President Barack Obama crossed the country Tuesday to launch a public campaign to reform U.S. immigration policies. Senators from both parties also have a reform proposal.

In Las Vegas, Nevada, President Obama said this is the right time to fix America’s broken immigration system.

“I am here today because the time has come for common sense, comprehensive immigration reform. The time is now. Now is the time,” he said.

The president offered his plan one day after eight senators - four of them Democrats, and four Republicans - introduced their immigration blueprint. He welcomed the new consensus between the two parties on the need for action.

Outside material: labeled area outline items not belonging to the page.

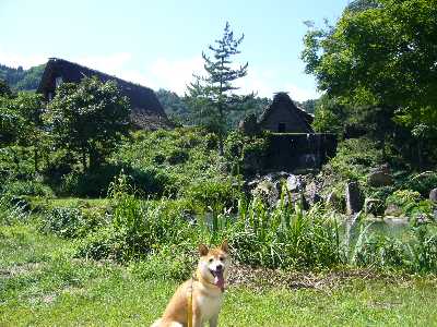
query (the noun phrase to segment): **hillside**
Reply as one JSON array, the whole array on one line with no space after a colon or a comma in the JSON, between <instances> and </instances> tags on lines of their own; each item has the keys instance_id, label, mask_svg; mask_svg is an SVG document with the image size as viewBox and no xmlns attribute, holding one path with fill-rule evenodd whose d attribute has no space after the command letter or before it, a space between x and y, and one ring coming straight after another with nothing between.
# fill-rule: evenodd
<instances>
[{"instance_id":1,"label":"hillside","mask_svg":"<svg viewBox=\"0 0 437 327\"><path fill-rule=\"evenodd\" d=\"M0 80L4 80L14 90L34 90L38 87L45 66L39 64L24 70L21 65L14 69L0 64Z\"/></svg>"}]
</instances>

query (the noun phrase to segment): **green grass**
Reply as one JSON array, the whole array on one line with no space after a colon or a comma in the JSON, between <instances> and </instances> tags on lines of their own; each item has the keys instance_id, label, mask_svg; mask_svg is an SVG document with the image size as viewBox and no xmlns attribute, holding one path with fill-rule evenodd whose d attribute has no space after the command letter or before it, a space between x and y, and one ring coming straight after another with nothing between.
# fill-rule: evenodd
<instances>
[{"instance_id":1,"label":"green grass","mask_svg":"<svg viewBox=\"0 0 437 327\"><path fill-rule=\"evenodd\" d=\"M174 281L72 257L72 243L32 225L0 227L0 326L149 325ZM432 326L435 277L350 278L334 287L231 286L222 326Z\"/></svg>"}]
</instances>

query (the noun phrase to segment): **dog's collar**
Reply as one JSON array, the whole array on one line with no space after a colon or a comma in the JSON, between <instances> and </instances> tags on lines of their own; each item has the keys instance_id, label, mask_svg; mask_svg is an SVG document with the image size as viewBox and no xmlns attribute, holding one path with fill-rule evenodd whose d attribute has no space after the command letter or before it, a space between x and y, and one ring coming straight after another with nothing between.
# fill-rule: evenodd
<instances>
[{"instance_id":1,"label":"dog's collar","mask_svg":"<svg viewBox=\"0 0 437 327\"><path fill-rule=\"evenodd\" d=\"M225 288L222 289L222 288L217 287L215 283L208 281L206 279L204 279L204 278L203 278L201 275L199 275L199 274L193 274L191 278L192 278L192 280L196 280L196 281L209 283L209 284L213 286L214 288L220 289L220 290L222 291L222 293L225 291Z\"/></svg>"}]
</instances>

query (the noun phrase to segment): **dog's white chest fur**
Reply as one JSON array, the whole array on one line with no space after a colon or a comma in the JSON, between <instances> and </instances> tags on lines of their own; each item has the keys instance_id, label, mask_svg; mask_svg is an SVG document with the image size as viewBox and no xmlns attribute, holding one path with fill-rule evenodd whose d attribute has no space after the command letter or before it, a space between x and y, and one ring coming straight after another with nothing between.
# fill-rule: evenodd
<instances>
[{"instance_id":1,"label":"dog's white chest fur","mask_svg":"<svg viewBox=\"0 0 437 327\"><path fill-rule=\"evenodd\" d=\"M222 307L223 296L213 296L210 294L200 294L197 298L197 304L202 313L202 323L206 323L212 317L218 315Z\"/></svg>"}]
</instances>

Obama called for improvements in several areas of immigration policy, including a way for illegal immigrants to eventually gain legal citizenship.

“Smarter enforcement, a pathway to earn citizenship, improvements in the legal immigration system, so that we continue to be a magnet for the best and the brightest all around the world,” Obama said.

The president said a path to citizenship should include passing a background check, paying taxes, paying a penalty, learning English and then going to the back of the line.

Lynn Tramonte, with the immigration advocacy group America’s Voice Education Fund, says the status of illegal immigrants is the main issue to be settled.

“The centerpiece of immigration reform, from our point of view, is dealing with the status of 11 million undocumented immigrants in this country, and having a clear, fair, reasonable path to citizenship for them. That is sort of the missing piece in the immigration puzzle,” Tramonte said.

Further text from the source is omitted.